We've had about 100 years of hemp prohibition here in California, which is weird because it's [been] a food, a fuel, a fiber and a medicine for thousands of years. And now there's a framework for growing and selling it here in California.
As long as it follows a bunch of rules and meets a bunch of new milestones for other regulations, we could be looking at CBD and many more things in the years to come.”
What kind of new products will this include?
“Food, drinks, cosmetics — anything you could put CBD in. You cannot put it in an inhalable product right now as there are 21 and older limits, as well as new limits on dangerous additives.
You'd have to register with the Department of Health and follow the rules like you can market it to kids, pregnant or breastfeeding people. There are also these advertising restrictions. You need to label it and test it.
With more CBD products rolling out, the big question is: What do you do with the legal cannabis industry?
By July 1, 2022, a report has to go to the governor on potentially adding hemp to the cannabis supply chain. That's a big deal. Because hemp is being grown all over America.
Those guys are banging on the doors of our licensed dispensaries here in California, and so far regulators have been trying to keep the wild and wooly hemp trade out of their locked-down THC cannabis trade in the state.”
Is the law going to have an impact on what some call hemp’s designer drug, delta-8?
“Under AB 45, you cannot put delta-8 THC in a CBD product.
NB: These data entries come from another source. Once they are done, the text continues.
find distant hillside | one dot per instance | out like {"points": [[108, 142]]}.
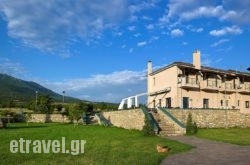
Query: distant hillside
{"points": [[24, 91]]}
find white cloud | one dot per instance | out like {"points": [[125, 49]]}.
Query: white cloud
{"points": [[12, 68], [184, 43], [150, 26], [54, 25], [219, 42], [103, 87], [236, 12], [123, 46], [176, 33], [131, 50], [147, 18], [137, 35], [143, 43], [226, 30], [131, 28]]}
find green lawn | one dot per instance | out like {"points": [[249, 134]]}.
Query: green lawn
{"points": [[239, 136], [104, 145]]}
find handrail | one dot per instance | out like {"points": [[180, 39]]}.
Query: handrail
{"points": [[172, 117], [150, 118]]}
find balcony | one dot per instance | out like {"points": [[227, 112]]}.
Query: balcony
{"points": [[227, 87], [244, 88], [209, 85], [189, 83]]}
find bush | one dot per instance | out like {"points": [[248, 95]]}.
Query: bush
{"points": [[148, 129], [191, 127]]}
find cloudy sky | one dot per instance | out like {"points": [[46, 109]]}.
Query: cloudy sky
{"points": [[98, 50]]}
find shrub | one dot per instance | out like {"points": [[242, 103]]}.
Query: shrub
{"points": [[148, 129], [191, 127]]}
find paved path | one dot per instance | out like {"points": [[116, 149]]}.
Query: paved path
{"points": [[209, 153]]}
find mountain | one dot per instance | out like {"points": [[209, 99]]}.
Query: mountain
{"points": [[19, 90]]}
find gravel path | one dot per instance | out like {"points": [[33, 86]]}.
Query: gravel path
{"points": [[209, 152]]}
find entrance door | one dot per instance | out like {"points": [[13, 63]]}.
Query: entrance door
{"points": [[205, 103], [168, 102], [185, 102]]}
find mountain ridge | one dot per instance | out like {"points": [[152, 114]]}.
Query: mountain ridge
{"points": [[15, 89]]}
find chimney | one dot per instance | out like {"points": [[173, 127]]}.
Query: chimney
{"points": [[149, 67], [197, 59]]}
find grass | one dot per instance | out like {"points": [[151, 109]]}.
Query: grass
{"points": [[239, 136], [104, 145]]}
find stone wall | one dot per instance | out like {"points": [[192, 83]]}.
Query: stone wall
{"points": [[213, 118], [37, 118], [129, 119]]}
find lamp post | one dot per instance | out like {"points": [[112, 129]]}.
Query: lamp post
{"points": [[63, 95], [36, 100], [225, 79]]}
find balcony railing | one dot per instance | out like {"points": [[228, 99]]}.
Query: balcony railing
{"points": [[244, 88], [209, 85], [189, 82], [212, 83]]}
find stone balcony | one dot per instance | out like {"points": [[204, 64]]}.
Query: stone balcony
{"points": [[209, 85], [189, 83], [244, 88]]}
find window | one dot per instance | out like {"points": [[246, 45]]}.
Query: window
{"points": [[153, 103], [226, 103], [247, 104]]}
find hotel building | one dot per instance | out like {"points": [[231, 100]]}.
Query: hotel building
{"points": [[184, 85]]}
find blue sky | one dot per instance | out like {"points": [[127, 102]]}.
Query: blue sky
{"points": [[98, 50]]}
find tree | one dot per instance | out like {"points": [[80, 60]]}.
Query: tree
{"points": [[44, 103]]}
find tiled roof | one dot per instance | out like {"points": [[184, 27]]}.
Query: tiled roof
{"points": [[203, 68]]}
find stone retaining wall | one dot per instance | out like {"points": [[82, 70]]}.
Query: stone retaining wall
{"points": [[213, 118], [129, 119], [37, 118]]}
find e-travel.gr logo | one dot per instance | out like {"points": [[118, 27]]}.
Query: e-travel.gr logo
{"points": [[46, 146]]}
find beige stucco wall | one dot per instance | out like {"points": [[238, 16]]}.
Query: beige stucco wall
{"points": [[129, 119], [163, 80], [217, 96]]}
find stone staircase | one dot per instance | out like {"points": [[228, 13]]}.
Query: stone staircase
{"points": [[167, 126]]}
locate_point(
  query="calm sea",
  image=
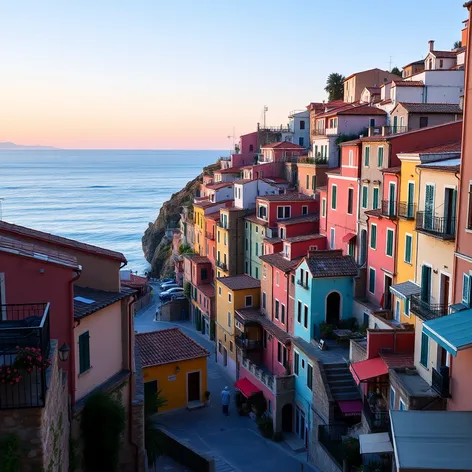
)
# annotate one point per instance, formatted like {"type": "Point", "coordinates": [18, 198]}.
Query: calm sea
{"type": "Point", "coordinates": [105, 198]}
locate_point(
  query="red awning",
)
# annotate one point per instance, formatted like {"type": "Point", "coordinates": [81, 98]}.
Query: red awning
{"type": "Point", "coordinates": [246, 387]}
{"type": "Point", "coordinates": [350, 407]}
{"type": "Point", "coordinates": [368, 369]}
{"type": "Point", "coordinates": [348, 237]}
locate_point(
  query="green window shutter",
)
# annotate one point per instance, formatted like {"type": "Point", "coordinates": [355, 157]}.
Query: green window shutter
{"type": "Point", "coordinates": [84, 352]}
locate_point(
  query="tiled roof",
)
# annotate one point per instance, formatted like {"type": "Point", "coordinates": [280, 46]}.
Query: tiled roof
{"type": "Point", "coordinates": [240, 282]}
{"type": "Point", "coordinates": [33, 251]}
{"type": "Point", "coordinates": [59, 240]}
{"type": "Point", "coordinates": [96, 300]}
{"type": "Point", "coordinates": [279, 261]}
{"type": "Point", "coordinates": [166, 346]}
{"type": "Point", "coordinates": [285, 197]}
{"type": "Point", "coordinates": [431, 107]}
{"type": "Point", "coordinates": [331, 264]}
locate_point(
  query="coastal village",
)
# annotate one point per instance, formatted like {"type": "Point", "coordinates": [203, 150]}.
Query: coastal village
{"type": "Point", "coordinates": [325, 266]}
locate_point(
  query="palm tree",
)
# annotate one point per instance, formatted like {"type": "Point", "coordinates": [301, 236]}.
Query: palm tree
{"type": "Point", "coordinates": [152, 436]}
{"type": "Point", "coordinates": [335, 86]}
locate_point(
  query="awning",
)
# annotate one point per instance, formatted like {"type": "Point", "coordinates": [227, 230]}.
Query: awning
{"type": "Point", "coordinates": [405, 290]}
{"type": "Point", "coordinates": [376, 443]}
{"type": "Point", "coordinates": [350, 407]}
{"type": "Point", "coordinates": [452, 332]}
{"type": "Point", "coordinates": [246, 387]}
{"type": "Point", "coordinates": [368, 369]}
{"type": "Point", "coordinates": [348, 237]}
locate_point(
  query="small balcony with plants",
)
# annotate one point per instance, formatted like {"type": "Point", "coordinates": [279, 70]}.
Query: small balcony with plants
{"type": "Point", "coordinates": [24, 355]}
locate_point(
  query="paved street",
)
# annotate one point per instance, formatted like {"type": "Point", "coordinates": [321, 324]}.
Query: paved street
{"type": "Point", "coordinates": [234, 441]}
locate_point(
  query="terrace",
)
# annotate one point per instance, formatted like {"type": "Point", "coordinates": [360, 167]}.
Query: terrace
{"type": "Point", "coordinates": [24, 353]}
It makes a big difference that CBD is specifically not THC, or some of these other ‘isomers of THC.’ All these weird designer or novel cannabinoids coming out, the regulators are going to be taking a very jaundiced-eyed look at them vis-à-vis traditional CBD, which again has no euphoric effect and does not make you giggly.”
Can you explain a new law that brings the focus back to cannabis’ medical usage?
“Senate Bill 311 — Ryan's law — allows people to use cannabis for cancer, chemotherapy, nausea and neuropathic pain, sleep, anxiety and spasms when they're terminally ill in a hospital setting.
Medical marijuana started with the sickest people needing a medical defense against using cannabis for end-of-life issues. Up until now people have been sneaking cannabis in hospital settings.
There's a bunch of caveats to SB 311, but in general it says yes to the terminally ill accessing cannabinoids in a medical setting for the first time here in California. That's a big deal.
Other medical marijuana states have promulgated similar protections for patients, but it's sort of circled back to the state that started the medical marijuana revolution California itself.”
Governor Newsom vetoed a similar bill in 2019. What changed this time around?
“The governor said that he hasn't really heard from the federal authorities about the issue with cannabis being a schedule one drug that is deemed to have no medical use and a high potential for abuse. SB 311 says, assuming the feds don't mind you facilitating access on your facility, assuming you don't get a letter or note, you have to allow people to use this.
And it remains to be seen if there's going to be pushback from federal authorities. But so far, they seem to have bigger priorities than messing with end-of-life issues with the terminally ill here in hospital settings.”
One bill that didn’t make the cut would have let cannabis stakeholders advertise on freeway billboards. Why was it axed?
“It’s because of Proposition 64. When voters passed it, it essentially banned interstate freeway billboard advertising. This is a bigger question of where you can advertise drugs in the U.S.
Up until the 80s, we didn't have direct-to-consumer drug advertising. With cannabis legalization, parents are really sensitive to what their teens are seeing on the freeway. The promise of Prop 64 was that marijuana would be kept out of the public view.
The industry still wants the billboard advertising rights because they're limited in terms of where they can advertise — whether it's Yelp, local signage, Google, Facebook or Instagram. But the fact remains is that there's this tussle over what free speech really is, and whether commercial drug advertisement is protected speech.
Highway billboards are pretty old school, and I think weed people think they're more creative than that. So we're seeing businesses go for more direct advertising, like email newsletters or simple message services.”